Naquele instante, Caio sentira seus musculos relaxarem e a tensão baixar - "Não poderia ser tão mal assim"- pensara.
Marina se acomodara um pouco mais, demonstrando consentimento em conhecer pessoas novas, cultivar uma nova amizade sempre era algo legal de se fazer.
"Oi, prazer, me chamo Caio Oliver - olhara apaixonadamente para Marina, e logo após apontara para ela - e esta é minha namorada, Marina Rosa" - dissera simpáticamente,
Automáticamente, Marina sorrira era em direção ao - "desconhecido bonitão" - pensara. Não que ela estivesse interessada nele, mas ele realmente era um cara atraente.
"Desculpe-me, nem me apresentei direito. Sou Robert Wakcher, e como vocês já sabem, vim passar uns tempos aqui com meu pai". - dera um sorriso aberto e sincero, com a mente mirabolando tudo, ele sabia que era necessário demonstrar normalidade e espontâneidade em tudo. Se sentara ao lado de Marina.
- Mas e ai? O que te levou a vir morar com seu pai? - questionou Marina, ao mesmo tempo, pensando em como ele realmente era um cara bonitão.
Robert sorriu, olhou para os lados como se precisasse de um tempo para assimilar as coisas que estavam acontecendo no momento.
- Bom, eu estava cansado da cidade grande, resolvi vir para cá com meu pai para aliviar um pouco da tensão que as ruas movimentadas sempre tem. Mas ao chegar na rodoviária, achei que estaria tudo certo. Mas me deparei com mais um longo percuso pela frente. 3 ônibus , e ainda tive de caminhar um pedaço a pé. Isso me estressou o bastante para amaldiçoar minha decisão. - falara em tom extrovertido, mas tentando imitar 'revolta'.
Marina sorrira, achando engraçado o jeito com que ele conseguia ser engraçado imitando uma certa 'revolta' na voz.
Robert questionou Caio, a respeito de trivialidades.
Enquanto Caio abraçava Marina, Robert falava sobre as coisas que fazia em sua cidade, antes de ir para casa de seu pai.
"Mas então você quer dizer que simplesmente cansou da cidade urbana e decidira esperimentar o interior? Isso é realmente intrigante."- dissera Caio, interessado no assunto.

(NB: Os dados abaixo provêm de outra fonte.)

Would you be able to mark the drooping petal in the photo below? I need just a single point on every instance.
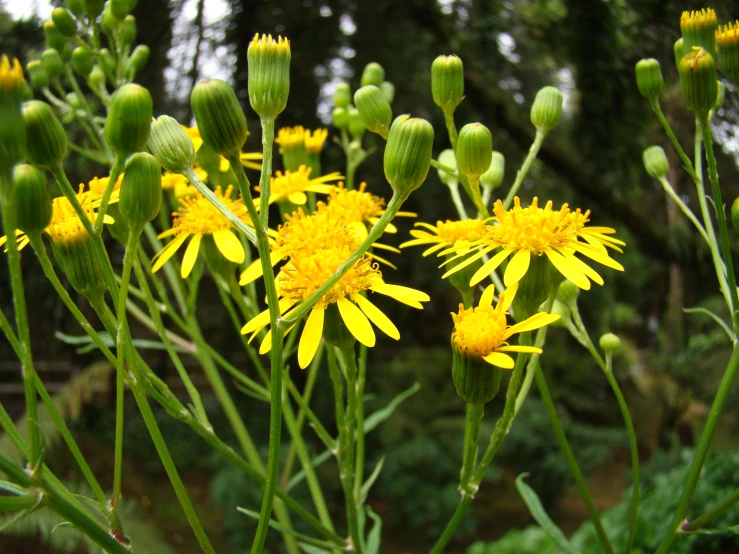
(356, 322)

Robert tentava não reparar muito na garota, mas era realmente impossível. Pois ela era muito bonita, e Caio só não tinha problemas pelo fato de não estarem em uma cidade grande. Porque se estivessem, o ciúme ia ser grande, e qualquer descuido poderia ser fatal. Ela estava com um short jeans e uma regata bege. Com isso, ele percebera que ela não era uma 'olivia palito' - como costumava chamar as garotas magrelas - ela era realmente, respeitável em questão de corpo, tinha tudo em seu devido lugar e muito bem distrubuído, com uma quantia necessária para deixar os homens loucos. Ele sabia que não poderia deixar esse desejo muito perceptível. Precisava fazer os lados com namorado dela.

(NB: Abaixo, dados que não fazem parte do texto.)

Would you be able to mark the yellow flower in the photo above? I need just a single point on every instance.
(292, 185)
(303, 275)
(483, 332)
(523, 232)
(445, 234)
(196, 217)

- Vamos sair hoje á noite, quer aproveitar o embalo? - dissera Marina, intrometendo-se mesmo sem saber se Caio aprovaria a ideia.

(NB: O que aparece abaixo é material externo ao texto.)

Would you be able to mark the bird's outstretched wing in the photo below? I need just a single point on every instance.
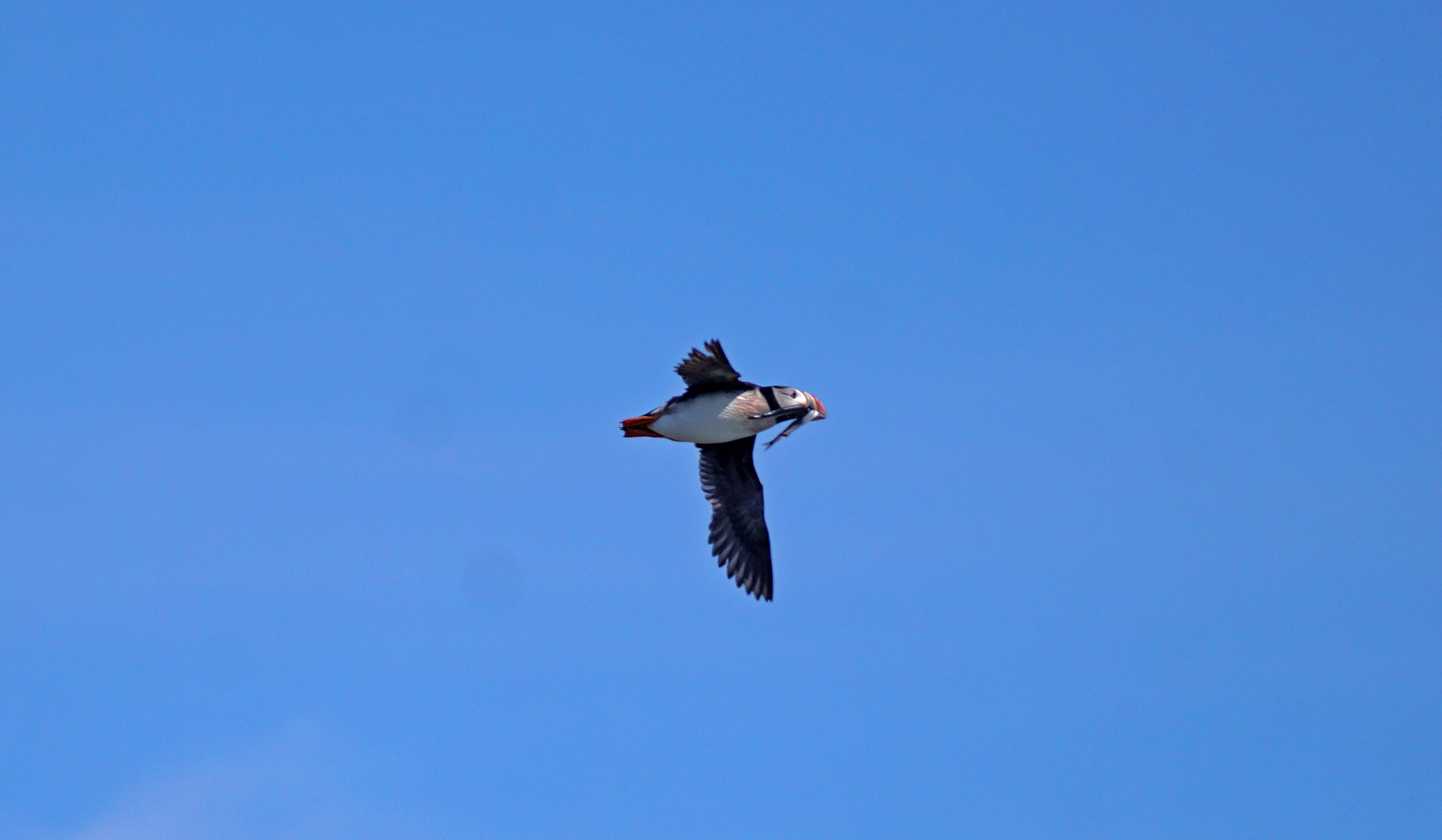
(739, 537)
(708, 371)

Robert a olhara sem demonstrar a vontade que sentia por dentro - Acho melhor não - dissera - não quero atrapalhar o tempo de vocês a sós.
Caio se sentira alíviado, ele realmente queria passar esse tempo a sós com Marina, e não com um cara que recém conhecera de relance. Claro que seria legal e tal. Mas essa noite, ele queria passar somente com Marina, pois ele a amava, e eles não tinham muito tempo para ficar juntos. O horário também não ajudava, pois sempre que saía com ela, tinha que deixá-la em casa às 23hs, pontualmente. - era um simples acordo que tinha com os pais dela.
- Tudo bem então - dissera Marina, aconchegando-se em Caio - mas com certeza, marcamos algo para outro dia, pois amizades são sempre bem vindas - deixara um sorriso no ar.
- Bom, eu vou indo lá, pois ainda tenho que organizar algumas coisas e a fome também está batendo. Vou ver se como algo e vou dormir, outro dia nos falamos - Falara Robert, enquanto levantava-se indo em direção à casa de seu pai.